The election could be made for all property acquired in 2010, which would mean that no bonus depreciation would be taken in 2010. However, assume a corporation acquired five-year and seven-year property in 2010 and wanted to accelerate depreciation on some of its assets, but not all of them. The corporation could choose to only elect out of bonus depreciation for five-year property. In this scenario, the corporation would calculate bonus depreciation on the seven-year property, but not the five-year property. The taxpayer could conversely make the election for seven-year property, in which case they would calculate bonus depreciation on the five-year property, but not the seven-year property.
Section 179 Deduction. In addition to the bonus depreciation extension, the Act enhanced the small business expensing rules of Section 179. In order to help small businesses quickly recover the cost of certain capital expenses, small business taxpayers may elect to deduct the cost of these expenditures in the year of acquisition, in lieu of recovering these costs over time through depreciation. Previously, Congress increased the amount that small businesses could deduct for capital expenditures incurred in 2008 and 2009 to $250,000 and increased the phase-out threshold for 2008 to $800,000.
The new law increases the maximum deduction under Section 179 to $500,000 for capital expenditures incurred in 2010. Also, the phase-out of the deduction does not begin until qualifying fixed asset additions exceed $2 million. Under current law, in 2011 the Section 179 deduction limitation is set to revert to $25,000 and the phase-out threshold will revert to $200,000.
While this new law can greatly reduce your taxable income, you should also consider the impact of Section 179 deductions on your shareholders before electing to expense items using Section 179. The first area to consider is the active income limitation. In order to take a deduction under Section 179, the taxpayer must have active trade or business net income. This limitation is first applied at the corporate level, meaning that S corporations that have a taxable loss are not eligible to expense fixed assets under Section 179.
However, the limitation is also applied at the shareholder level.
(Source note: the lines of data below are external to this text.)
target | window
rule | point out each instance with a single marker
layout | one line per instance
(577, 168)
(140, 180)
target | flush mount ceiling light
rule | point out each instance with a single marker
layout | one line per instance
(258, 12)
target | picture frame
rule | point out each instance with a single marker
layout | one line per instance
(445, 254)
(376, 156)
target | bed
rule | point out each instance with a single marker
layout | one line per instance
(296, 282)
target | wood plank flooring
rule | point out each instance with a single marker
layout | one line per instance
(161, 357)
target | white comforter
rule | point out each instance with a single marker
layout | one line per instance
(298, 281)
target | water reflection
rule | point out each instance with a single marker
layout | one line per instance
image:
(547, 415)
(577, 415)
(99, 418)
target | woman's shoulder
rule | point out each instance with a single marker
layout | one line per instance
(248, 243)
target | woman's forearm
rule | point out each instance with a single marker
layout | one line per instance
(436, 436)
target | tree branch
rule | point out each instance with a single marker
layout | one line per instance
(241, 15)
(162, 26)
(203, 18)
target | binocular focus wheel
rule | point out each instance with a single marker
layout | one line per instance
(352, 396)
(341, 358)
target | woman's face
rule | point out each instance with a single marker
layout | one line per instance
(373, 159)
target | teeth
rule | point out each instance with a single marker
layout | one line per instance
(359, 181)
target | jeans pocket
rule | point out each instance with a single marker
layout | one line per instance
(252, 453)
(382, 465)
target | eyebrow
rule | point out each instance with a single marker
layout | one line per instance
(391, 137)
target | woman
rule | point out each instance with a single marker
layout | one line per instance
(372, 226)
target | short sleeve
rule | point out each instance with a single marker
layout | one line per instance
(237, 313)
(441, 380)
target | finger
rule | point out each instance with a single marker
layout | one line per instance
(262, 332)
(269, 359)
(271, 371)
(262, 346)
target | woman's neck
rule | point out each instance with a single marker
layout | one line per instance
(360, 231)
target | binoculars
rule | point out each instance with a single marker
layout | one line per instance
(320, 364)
This means that the S corporation's shareholders must either 1) be active in the operations of the business and therefore they would be able to treat the pass-through income of the corporation as active trade or business income, or 2) they must have other active income at the individual level that could be used to offset the Section 179 deduction. Examples of active trade or business income include wages, Schedule C income, or income from other pass-through entities in which the taxpayer actively participates.
In addition, estates and certain trusts are generally unable to deduct Section 179 expense. The limitations of deductibility at the shareholder level may reduce or eliminate the benefit of making the Section 179 deduction on the S corporation tax return.
As discussed above, you should consider the effect on your shareholders prior to utilizing the bonus depreciation and Section 179 expense provisions. However, if you determine that it is beneficial to utilize the provisions, your bank may want to consider making fixed asset acquisitions prior to the end of the year because bonus depreciation is set to expire and the Section 179 deduction limitations are set to decrease substantially beginning in 2011.